Humans have coevolved with microbial “old friends” who “colonize” us through interaction with the environment and train our immune-regulation. The soil we touch as children shapes our immune system for the rest of our lives. Without soil that is alive to play in and around, without being able to make “old friends”, friends all of our ancestors have had the privilege of making, our children develop chronic illnesses like asthma, allergies and more. Not touching soil is quite literally disabling. Touching soil triggers the release of serotonin in our brains, helping us to regulate. We co-regulate with soil. Our health individually and as a species literally cruxes on us communing with land. Land as kin is not a metaphor.
Soil is the second largest active store of carbon in our world, only behind the ocean. Soil health not only directly relates to our ability to sustain life (and populations) through food crops and immune health, but to the health of our climate. When our soil is not regeneratively maintained, we lose it to erosion or it “dies” (lower microbial diversity and health), and can release carbon into the atmosphere. We are a thing within a thing barely separate if at all from our ecosystem, and there are things within us that blur the line between us and other. Similarly, our mitochondria (the powerhouse of the cell!) are other ancestral “friends” that are now permanently parts of us. We are not one, we are many! Soil is kin, soil is community, soil is archive, soil is food sovereignty, memory, immune protection, community health, resistance, an ecosystem in its own right. As are we.

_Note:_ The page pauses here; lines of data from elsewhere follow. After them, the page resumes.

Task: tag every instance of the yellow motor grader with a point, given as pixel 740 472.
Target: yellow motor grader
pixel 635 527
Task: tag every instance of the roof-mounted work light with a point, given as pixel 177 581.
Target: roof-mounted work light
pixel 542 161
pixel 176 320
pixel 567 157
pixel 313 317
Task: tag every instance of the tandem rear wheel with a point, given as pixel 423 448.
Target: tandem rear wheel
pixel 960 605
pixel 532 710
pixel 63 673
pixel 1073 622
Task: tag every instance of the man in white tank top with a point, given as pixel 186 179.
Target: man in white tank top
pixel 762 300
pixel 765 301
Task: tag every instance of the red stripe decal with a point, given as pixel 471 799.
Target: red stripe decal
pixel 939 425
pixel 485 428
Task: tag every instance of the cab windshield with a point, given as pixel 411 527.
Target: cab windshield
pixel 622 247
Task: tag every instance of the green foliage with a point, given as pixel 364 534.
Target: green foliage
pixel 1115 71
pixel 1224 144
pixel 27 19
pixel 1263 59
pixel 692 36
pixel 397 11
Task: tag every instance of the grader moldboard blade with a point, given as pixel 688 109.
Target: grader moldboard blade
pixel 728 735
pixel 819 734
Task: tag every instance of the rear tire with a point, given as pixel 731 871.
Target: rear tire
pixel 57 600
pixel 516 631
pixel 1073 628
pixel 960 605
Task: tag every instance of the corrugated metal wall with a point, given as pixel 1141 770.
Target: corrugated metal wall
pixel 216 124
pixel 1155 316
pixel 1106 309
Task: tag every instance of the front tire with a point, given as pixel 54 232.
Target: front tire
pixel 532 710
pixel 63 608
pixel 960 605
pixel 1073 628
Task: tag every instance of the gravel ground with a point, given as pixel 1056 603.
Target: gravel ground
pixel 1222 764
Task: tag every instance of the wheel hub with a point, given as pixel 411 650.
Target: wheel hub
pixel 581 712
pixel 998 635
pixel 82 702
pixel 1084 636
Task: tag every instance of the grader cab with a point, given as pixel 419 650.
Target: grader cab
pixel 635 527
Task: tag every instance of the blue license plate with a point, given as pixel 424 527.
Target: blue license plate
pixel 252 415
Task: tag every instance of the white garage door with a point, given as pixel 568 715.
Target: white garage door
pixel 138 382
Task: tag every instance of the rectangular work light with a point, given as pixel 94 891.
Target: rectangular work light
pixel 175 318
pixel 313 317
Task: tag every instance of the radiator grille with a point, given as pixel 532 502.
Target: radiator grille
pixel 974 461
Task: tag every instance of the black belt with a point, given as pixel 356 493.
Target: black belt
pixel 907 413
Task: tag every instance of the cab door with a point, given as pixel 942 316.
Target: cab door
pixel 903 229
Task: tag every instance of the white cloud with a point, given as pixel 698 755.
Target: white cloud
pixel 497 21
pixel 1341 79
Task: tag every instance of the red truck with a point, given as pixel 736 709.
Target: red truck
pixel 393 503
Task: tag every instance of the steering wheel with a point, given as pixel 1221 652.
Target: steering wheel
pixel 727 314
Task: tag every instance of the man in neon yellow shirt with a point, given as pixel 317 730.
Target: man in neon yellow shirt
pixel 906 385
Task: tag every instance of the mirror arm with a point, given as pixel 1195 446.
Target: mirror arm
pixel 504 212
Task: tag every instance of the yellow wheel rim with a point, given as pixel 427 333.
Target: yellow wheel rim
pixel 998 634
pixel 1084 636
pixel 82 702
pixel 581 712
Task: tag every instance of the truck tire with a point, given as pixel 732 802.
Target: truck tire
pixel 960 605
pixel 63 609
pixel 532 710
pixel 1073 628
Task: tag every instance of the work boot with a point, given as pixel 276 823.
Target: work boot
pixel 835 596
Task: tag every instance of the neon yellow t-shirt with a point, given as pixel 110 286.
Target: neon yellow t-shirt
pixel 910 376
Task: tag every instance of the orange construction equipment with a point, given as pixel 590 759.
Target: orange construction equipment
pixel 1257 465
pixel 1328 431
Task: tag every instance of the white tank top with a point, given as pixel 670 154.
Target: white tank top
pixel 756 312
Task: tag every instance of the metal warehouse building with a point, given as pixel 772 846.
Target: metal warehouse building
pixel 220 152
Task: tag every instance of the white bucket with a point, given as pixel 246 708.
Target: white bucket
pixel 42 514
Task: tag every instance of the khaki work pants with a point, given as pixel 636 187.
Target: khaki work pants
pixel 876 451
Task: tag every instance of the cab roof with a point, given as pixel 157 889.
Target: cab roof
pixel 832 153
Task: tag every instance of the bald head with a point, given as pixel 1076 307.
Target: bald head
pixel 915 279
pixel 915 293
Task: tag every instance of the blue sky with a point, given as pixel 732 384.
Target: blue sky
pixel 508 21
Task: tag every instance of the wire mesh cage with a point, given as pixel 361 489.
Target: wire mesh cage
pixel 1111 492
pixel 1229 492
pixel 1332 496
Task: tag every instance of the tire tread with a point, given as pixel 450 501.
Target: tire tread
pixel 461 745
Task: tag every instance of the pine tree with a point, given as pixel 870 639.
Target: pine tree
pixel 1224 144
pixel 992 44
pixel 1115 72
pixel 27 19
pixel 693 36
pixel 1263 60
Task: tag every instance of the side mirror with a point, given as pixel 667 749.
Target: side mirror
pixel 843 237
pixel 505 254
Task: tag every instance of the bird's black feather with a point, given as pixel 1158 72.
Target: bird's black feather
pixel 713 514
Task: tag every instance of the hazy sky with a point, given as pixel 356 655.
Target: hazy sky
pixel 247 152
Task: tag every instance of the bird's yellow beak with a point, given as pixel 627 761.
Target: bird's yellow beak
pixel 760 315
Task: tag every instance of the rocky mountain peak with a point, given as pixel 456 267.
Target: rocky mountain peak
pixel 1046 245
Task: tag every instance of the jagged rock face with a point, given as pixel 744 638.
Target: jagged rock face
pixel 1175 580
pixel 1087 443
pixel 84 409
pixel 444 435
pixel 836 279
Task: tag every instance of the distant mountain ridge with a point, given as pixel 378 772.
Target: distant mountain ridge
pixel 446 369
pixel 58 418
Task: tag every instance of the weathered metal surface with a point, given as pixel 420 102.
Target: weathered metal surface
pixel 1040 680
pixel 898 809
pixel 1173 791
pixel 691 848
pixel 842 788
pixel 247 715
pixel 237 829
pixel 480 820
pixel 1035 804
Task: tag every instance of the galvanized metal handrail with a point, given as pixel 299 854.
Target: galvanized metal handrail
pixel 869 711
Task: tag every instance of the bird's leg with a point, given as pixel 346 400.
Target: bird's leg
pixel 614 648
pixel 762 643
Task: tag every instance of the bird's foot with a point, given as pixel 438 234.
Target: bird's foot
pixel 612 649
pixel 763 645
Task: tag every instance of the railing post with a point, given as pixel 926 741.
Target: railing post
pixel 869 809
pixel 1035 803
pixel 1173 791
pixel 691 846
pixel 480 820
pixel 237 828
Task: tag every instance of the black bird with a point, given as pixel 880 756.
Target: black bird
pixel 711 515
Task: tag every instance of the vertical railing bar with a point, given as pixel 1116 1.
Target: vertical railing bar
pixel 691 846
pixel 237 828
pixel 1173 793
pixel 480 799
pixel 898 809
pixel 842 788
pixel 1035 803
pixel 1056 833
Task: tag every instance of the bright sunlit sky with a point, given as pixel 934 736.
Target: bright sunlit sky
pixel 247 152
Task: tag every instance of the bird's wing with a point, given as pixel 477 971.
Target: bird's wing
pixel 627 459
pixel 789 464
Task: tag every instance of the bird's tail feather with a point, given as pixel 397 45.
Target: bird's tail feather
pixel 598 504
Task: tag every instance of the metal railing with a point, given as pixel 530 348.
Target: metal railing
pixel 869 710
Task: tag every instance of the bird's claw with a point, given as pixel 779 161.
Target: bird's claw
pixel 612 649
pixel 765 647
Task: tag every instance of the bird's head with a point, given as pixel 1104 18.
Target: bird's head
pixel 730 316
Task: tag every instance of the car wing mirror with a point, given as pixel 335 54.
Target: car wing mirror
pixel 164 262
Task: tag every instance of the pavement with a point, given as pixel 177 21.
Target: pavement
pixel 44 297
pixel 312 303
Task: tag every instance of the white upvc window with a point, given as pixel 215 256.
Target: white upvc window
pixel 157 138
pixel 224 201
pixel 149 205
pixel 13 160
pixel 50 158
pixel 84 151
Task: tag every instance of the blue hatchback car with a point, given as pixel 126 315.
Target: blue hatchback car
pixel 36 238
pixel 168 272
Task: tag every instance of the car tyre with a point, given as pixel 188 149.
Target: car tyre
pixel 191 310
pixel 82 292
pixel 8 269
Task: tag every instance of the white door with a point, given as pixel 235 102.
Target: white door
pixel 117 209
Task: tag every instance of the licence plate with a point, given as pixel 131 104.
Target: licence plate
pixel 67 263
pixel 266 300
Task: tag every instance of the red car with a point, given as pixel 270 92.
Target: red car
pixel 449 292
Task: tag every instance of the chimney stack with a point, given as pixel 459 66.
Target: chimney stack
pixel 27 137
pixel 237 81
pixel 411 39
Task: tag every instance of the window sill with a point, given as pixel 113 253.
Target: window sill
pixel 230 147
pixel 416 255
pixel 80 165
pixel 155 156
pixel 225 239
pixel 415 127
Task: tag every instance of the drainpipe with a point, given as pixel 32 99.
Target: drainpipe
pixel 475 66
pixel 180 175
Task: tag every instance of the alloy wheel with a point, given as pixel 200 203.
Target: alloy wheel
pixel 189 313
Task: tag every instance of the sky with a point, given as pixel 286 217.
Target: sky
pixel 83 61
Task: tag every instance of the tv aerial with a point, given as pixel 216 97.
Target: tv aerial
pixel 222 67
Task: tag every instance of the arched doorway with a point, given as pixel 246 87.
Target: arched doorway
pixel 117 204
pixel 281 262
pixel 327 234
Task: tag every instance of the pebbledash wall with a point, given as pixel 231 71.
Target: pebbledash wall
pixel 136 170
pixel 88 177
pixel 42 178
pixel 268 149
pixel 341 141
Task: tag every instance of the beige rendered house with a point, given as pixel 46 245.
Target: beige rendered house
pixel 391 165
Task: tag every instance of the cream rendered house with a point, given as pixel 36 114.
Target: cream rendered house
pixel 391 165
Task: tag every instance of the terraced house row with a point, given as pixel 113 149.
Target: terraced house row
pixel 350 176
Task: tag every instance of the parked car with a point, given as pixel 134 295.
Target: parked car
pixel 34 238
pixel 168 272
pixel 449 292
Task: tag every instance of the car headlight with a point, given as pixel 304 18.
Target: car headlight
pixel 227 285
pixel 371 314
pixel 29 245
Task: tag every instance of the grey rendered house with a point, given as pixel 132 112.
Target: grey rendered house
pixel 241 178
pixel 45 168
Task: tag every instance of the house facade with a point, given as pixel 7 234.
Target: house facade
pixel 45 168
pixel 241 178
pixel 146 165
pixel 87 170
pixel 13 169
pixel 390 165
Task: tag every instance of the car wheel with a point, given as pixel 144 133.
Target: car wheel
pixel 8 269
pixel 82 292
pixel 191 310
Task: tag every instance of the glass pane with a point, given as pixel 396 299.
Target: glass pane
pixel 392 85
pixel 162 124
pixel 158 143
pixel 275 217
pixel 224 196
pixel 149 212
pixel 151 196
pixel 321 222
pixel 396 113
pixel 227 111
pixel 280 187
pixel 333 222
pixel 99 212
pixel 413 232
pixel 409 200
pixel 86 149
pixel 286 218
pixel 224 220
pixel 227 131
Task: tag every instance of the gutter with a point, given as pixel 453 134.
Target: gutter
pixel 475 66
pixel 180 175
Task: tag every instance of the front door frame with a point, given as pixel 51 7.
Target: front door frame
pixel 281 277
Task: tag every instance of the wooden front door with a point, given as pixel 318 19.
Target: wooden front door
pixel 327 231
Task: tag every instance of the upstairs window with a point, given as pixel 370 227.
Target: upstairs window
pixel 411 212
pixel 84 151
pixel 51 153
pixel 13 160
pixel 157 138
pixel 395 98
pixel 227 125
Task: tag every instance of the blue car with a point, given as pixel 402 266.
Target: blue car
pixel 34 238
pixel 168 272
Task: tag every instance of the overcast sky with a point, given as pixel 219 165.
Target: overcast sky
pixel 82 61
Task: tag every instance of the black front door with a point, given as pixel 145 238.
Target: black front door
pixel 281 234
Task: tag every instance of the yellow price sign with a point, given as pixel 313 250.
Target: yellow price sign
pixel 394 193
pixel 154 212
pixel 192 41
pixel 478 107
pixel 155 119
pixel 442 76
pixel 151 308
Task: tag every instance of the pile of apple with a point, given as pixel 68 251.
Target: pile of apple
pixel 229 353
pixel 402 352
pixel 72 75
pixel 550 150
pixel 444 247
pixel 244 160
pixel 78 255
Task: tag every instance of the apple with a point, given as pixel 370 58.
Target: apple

In our climate grief, processing, bargaining,
Resistance
We are in conversation with our past/present/future dead
Our past/present/future queer and/or disabled Kin
We grieve what is not yet [lost]
But marked as expendable
I spent the night of the 2024 presidential election at the weaving school with Rain. There were no screen running play by plays, and we tried to not check our phones. I succeeded, stubbornly, so found out how it was going from different community members wandering in throughout the night, looking increasingly haggard and sometimes exclaiming doom. We chatted, crafted and kept each other company through that night.
There is power in archiving. These experiences are snippets of my life. They’re me hanging out with my friends and family, discovering things, and growing as a person. These radical queer spaces existed, exist. It’s important that in 2026 as transphobia is steadily being codified as the law of the land, autistic people are being put on a registry, and services are being increasingly cut for disabled and trans communities, so disabled trans people care for each other, hang out, have picnics, feed each other, craft together, go on ecology hikes, share skills, organize and take action. There can be joy in the grief, and possibility in rupture.